The 71-year-old lawyer was elected President on May 9, propelled by his loud approval of hundreds of execution-style killings of criminals over nearly two decades, and takes office at the end of this month.
About 175 journalists have been killed in the Philippines since 1986, and it ranks 138th among 180 nations in the 2016 World Press Freedom Index of Reporters Without Borders.
"I do not condone nor tolerate killing of journalists, regardless of the motive of the killers, or the reason for their killing," said Mr Duterte in a statement yesterday. He has stopped holding news conferences in the wake of controversial remarks he made.
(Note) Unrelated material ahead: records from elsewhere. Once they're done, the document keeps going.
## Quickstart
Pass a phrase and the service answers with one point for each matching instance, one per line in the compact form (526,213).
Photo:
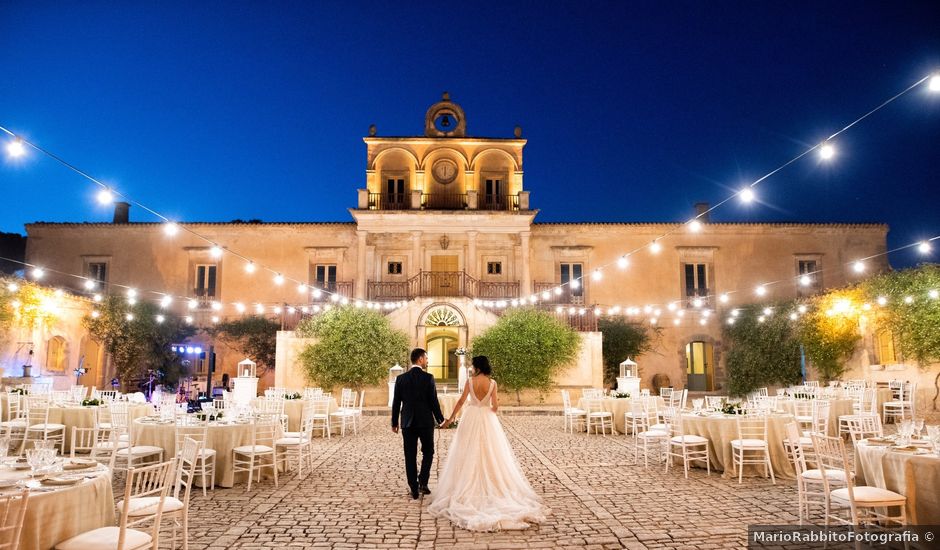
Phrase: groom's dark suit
(416,399)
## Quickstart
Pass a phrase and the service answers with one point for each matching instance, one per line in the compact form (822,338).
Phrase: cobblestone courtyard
(356,497)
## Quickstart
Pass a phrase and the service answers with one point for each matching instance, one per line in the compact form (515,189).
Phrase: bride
(482,487)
"I never said that killing journalists is justified because they are involved in corruption," according to the statement.
"My duty as President is to uphold and enforce the law and I will pursue and prosecute these killers to the hilt."
Last week, Mr Duterte said journalists were "not exempted from assassination if you are a son of a bitch", drawing an outcry from journalist groups, including France-based Reporters Without Borders, which called for a press boycott of the leader.
Mr Duterte had earlier joked about wanting to rape a "beautiful" Australian missionary who had been murdered during a 1989 prison riot in his hometown of Davao.